Dios y decir dos
Una tarde, al levantar la cabeza de improviso y sin propósito alguno, vi, en un flash de lucidez, que la gente que en la calle se cruzaba conmigo, existía con absoluta independencia de las otras personas y más aún, existían con independencia de lo que habían sido o serían, momentos antes o momentos después en sus casas o lugares de trabajo.
Existían en ese momento de manera vertical y definitiva.
Pude contemplar en ellos algo que habitaba un espacio anterior a su carácter social, un territorio de vida independiente y previo al terreno formado por los fines y motivos que conducen nuestros pasos por la ciudad.
Hizo posible que surgiera esta escondida vida en cada uno de estos paseantes el que se desprendiera de sus cuerpos el tiempo horizontal de su biografía, dejando en su lugar el clavo de un tiempo eterno, un tiempo que caía vertical sobre sus cabezas desde el infinito cielo.
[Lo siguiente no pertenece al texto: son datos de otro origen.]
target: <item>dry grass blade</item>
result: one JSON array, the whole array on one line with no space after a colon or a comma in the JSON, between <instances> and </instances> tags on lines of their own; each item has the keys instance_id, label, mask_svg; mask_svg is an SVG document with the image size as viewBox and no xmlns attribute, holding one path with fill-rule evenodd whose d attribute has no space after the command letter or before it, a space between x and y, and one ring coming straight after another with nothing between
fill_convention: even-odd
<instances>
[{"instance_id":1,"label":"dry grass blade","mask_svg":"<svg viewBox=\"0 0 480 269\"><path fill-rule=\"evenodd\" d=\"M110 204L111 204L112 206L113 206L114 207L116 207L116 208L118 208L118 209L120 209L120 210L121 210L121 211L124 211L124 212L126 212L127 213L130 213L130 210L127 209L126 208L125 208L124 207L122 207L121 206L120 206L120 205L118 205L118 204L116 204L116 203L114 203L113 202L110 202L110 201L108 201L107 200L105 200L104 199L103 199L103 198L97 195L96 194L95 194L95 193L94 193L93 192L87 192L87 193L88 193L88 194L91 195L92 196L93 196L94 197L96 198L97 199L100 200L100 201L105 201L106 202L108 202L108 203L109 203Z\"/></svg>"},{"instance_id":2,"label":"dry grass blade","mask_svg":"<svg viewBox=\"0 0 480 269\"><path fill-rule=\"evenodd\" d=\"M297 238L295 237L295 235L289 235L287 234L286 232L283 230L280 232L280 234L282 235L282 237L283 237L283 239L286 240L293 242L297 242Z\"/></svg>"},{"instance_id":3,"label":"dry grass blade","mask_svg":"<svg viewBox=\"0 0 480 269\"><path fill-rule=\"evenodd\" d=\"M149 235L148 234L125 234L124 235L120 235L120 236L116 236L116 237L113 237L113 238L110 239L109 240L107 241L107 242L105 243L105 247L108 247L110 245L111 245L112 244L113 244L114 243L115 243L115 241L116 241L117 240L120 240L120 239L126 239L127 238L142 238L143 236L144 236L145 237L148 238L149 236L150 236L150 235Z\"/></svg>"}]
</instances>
Fue entonces que sobre la plana superficie de las cosas y bajo la curva inmaterial de la bóveda celeste, estas personas fueron sólo cuerpos que se deslizaban silenciosamente por las calles, sin más arraigo de sustentación que su propio andar. Cada uno de los paseantes era una delgada raíz vertical por cuya respiración se nutría el universo entero: estaban despojados de esas metáforas con las que la sociedad nos protege del duro olvido del cielo: deseos, amores, aburrimientos, antipatías.
Luego, bajé la cabeza instintivamente, cavilé si acaso yo estaba retenido por alguna de estas metáforas o colgaba también del cosmos…levanté la vista y ya sólo había ciudadanos apurados en llegar a sus destinos.